And this is a good thing, because T:TSCC is one of the most wickedly awesome
science fiction shows to come down the pike since the revived Battlestar
Galactica on the Sci-Fi Channel. Taking place several years after the events in
Terminator 2: Judgment Day, T:TSCC once again finds Sarah Connor (Lena Heady)
and her son John (Thomas Dekker) on the run from yet another terminator that has
tracked them down. But, luckily, they have help from Cameron (Summer Glau) a
female model terminator who’s been sent back in time to aid the Connors.
T:TSCC initially takes place in the year 1999, following the timeline of T2,
when Cameron first meets up with the Connors. Her solution to the Connors’
increasingly hairy fugitive problem is an ingenious one: take them forward
several years via a time machine that’s hidden in a bank vault (and thus erasing
the events of 2003's Terminator 3: Rise Of The Machines). Sarah and John
are now prowling the streets of LA in the year 2008, just a few short years
before the evil Skynet computer system declares war on the human race by nearly
wiping it out. As with T2, Sarah Connor is no longer content with just waiting
for the future to happen; she now wants to prevent it by bringing the fight to
Skynet and its minions, elements of which are already here in the present, and
taking steps to ensure that their hellish future comes true.
Lena Headey is perfect casting as Sarah. She doesn’t make one forget Linda
Hamilton, who so memorably originated the role in the first two films, but
Headey makes it her own. She gives a powerhouse performance as a grimly
determined woman who will stop at nothing to fight the forces of the future that
are arrayed against her. Thomas Dekker is also very good as the young John
Connor, who sometimes rebels against his mother, but without coming off as being
too whiny. And Summer Glau, perhaps best-known to SF fans as River Tam from
Firefly, is a marvel to watch here as Cameron (named after James Cameron, the
writer/director who originated the first two films).

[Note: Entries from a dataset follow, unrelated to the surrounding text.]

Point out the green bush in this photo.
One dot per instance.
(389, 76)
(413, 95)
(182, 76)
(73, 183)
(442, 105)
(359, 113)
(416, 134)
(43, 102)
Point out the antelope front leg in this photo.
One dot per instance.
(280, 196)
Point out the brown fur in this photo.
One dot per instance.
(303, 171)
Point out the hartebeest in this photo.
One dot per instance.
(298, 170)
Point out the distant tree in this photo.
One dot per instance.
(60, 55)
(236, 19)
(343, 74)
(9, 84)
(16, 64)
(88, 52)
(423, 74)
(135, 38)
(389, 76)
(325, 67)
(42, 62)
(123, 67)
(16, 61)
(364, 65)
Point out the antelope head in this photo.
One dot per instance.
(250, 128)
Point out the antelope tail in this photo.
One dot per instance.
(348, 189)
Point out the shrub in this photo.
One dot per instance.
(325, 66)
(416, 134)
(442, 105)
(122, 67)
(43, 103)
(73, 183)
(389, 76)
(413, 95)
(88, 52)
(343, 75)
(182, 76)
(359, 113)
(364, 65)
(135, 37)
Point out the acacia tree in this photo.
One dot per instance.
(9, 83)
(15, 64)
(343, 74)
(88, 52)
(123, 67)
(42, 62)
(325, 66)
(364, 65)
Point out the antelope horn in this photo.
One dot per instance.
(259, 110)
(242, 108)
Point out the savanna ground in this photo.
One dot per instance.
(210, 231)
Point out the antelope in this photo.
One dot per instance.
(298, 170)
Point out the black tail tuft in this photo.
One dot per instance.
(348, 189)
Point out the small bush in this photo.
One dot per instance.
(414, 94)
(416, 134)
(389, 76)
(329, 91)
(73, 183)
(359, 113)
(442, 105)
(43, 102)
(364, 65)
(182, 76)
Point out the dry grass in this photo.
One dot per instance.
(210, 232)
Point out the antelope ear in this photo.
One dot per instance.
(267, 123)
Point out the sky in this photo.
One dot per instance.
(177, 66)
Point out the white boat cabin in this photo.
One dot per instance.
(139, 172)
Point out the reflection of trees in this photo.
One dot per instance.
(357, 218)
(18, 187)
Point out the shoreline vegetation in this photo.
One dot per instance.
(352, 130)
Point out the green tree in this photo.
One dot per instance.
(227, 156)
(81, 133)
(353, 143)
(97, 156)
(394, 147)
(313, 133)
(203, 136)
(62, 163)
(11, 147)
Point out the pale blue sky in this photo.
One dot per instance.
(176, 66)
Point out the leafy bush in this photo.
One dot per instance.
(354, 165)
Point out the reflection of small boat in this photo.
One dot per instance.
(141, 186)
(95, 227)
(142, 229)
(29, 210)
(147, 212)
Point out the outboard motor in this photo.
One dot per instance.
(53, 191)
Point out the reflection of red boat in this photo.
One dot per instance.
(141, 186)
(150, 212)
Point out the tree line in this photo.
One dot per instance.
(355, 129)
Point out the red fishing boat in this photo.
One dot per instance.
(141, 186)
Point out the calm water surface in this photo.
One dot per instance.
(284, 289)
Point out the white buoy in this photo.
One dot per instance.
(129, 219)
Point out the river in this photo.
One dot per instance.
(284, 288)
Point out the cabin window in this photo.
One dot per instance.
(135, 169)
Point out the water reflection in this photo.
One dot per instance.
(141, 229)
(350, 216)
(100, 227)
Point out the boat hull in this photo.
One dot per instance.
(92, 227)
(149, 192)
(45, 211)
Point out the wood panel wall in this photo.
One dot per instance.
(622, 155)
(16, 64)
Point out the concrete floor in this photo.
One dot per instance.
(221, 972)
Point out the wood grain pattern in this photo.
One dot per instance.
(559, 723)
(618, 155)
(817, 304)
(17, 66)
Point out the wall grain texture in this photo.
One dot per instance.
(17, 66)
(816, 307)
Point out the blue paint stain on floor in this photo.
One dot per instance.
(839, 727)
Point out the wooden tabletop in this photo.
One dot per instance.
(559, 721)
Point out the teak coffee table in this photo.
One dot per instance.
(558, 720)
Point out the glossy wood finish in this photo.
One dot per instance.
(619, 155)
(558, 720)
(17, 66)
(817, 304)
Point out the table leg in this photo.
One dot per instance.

She’s adept at handling the
physical combat scenes, as well as the more quiet ones, which show Cameron
struggling to understand herself.
The series manages to capture the fast-paced action of the films, but while maintaining a surprising intelligence as well. Just when you think you’ve got the storyline of an episode figured out, the writers pull a twist which changes the whole game. The DVD set comes with commentaries on three episodes, a three part documentary look at the creation of the series, and an extended cut of The Demon Hand (although this episode is left largely unfinished, with no captions for the hearing impaired). The nine episodes, when watched back to back, play like an extended film, and T:TSCC also maintains a haunting poignancy throughout, as this band of unsung heroes often wind up fighting the very society that they’re trying to save in their ongoing struggle to battle the ‘bots from the future. But thanks to a great cast, and polished writing, this is one struggle that’s well worth watching.